Yellow Rock, Cottonwood Canyon Road, Utah
October 06, 2011
The Navajo Sandstone is a prominent rock formation of the Colorado Plateau of the western U.S. Such features as crossbedding rock arches and natural bridges, slot canyons, polygonal jointing in sandstone "slickrock" surfaces and concretions (Moqui Marbles) are common in Navajo Sandstone formations. In fact, the Navajo Sandstone has been featured in more than a dozen Earth Science Picture of the Day images over the past decade. It's especially well exposed throughout southern Utah and particularly in the Escalante-Grand Staircase National Monument. Relatively pure quartz sandstone it is often white to light tan, but the "Navajo" is typically colored pink or red by as little as 0.5% iron oxide filling the pore space. In some locations, such as the remote exposure above known as Yellow Rock, limonite, a mix of hydrated iron oxides, gives the sandstone an over-all yellow color. This location also shows bands of red and white that don't follow depositional layers but rather shows past groundwater circulation.
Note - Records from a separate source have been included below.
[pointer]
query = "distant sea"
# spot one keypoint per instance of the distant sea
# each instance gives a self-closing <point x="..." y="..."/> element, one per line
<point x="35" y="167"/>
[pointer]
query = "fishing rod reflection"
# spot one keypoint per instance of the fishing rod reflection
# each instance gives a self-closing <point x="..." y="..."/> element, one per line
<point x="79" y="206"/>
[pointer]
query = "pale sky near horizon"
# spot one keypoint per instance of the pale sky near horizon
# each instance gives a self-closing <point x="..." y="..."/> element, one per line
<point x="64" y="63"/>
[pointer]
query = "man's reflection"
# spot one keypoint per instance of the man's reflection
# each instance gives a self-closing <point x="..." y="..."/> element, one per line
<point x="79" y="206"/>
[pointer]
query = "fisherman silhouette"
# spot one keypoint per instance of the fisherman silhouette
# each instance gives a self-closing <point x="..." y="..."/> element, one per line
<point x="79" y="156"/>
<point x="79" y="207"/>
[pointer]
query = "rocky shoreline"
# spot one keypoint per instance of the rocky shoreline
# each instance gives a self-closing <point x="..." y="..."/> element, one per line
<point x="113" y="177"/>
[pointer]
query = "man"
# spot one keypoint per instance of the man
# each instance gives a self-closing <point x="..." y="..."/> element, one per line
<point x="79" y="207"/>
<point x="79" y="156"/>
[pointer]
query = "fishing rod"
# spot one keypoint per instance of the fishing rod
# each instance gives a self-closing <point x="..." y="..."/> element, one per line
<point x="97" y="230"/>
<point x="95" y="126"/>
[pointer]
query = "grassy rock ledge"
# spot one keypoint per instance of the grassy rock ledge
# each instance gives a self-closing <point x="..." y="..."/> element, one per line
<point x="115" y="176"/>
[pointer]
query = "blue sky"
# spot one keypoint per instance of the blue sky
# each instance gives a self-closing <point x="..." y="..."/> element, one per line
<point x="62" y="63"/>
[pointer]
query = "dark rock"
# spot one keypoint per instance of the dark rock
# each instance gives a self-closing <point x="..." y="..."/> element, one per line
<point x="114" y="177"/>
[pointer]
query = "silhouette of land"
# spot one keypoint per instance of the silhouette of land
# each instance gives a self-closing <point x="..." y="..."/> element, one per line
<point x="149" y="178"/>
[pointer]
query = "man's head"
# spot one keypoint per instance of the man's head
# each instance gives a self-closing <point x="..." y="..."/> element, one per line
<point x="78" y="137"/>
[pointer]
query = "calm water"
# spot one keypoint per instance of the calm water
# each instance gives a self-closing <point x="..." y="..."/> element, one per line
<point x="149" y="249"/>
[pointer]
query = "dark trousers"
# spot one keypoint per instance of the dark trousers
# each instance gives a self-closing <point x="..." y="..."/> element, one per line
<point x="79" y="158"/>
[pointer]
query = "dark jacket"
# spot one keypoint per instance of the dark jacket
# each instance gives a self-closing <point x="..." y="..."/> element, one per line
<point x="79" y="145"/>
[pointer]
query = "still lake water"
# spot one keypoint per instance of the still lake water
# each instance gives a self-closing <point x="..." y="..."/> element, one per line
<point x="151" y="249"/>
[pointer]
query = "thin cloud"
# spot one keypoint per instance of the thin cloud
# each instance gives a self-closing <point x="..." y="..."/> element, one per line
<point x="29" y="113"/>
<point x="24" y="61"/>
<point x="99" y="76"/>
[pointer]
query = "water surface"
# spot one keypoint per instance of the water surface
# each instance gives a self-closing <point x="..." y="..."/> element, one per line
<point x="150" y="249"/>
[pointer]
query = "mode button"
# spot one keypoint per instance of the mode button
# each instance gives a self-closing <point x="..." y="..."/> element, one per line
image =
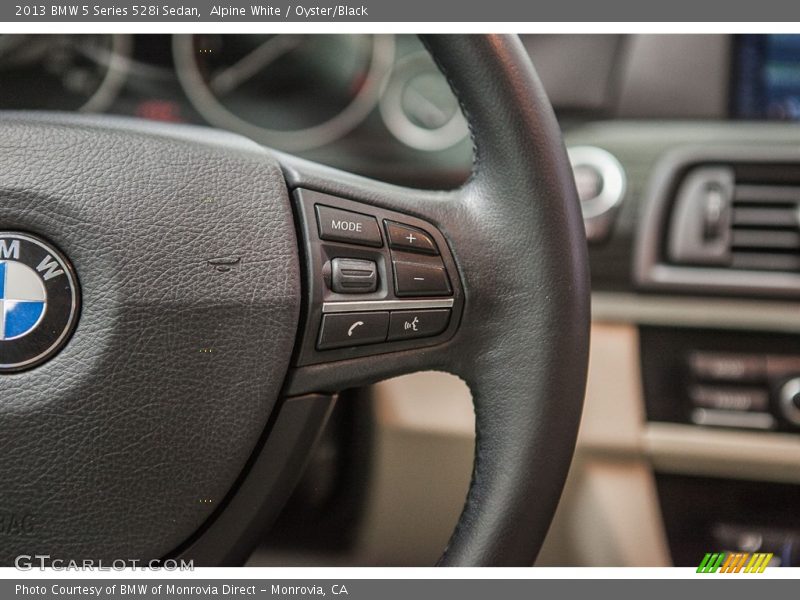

The photo above shows the author sitting near the summit of Yellow Rock in the Cockscomb Monocline. Orange and yellow are evident here in the Navajo Sandstone. Beyond are while layers of the same formation and the rusty red Kayenta Formation. The cliff on the right descends into Hackberry Slot Canyon.
Photo details: Fujifilm; FinePix S9000 camera; tripod and 10s delay; f 6.4; 1/400 second exposure.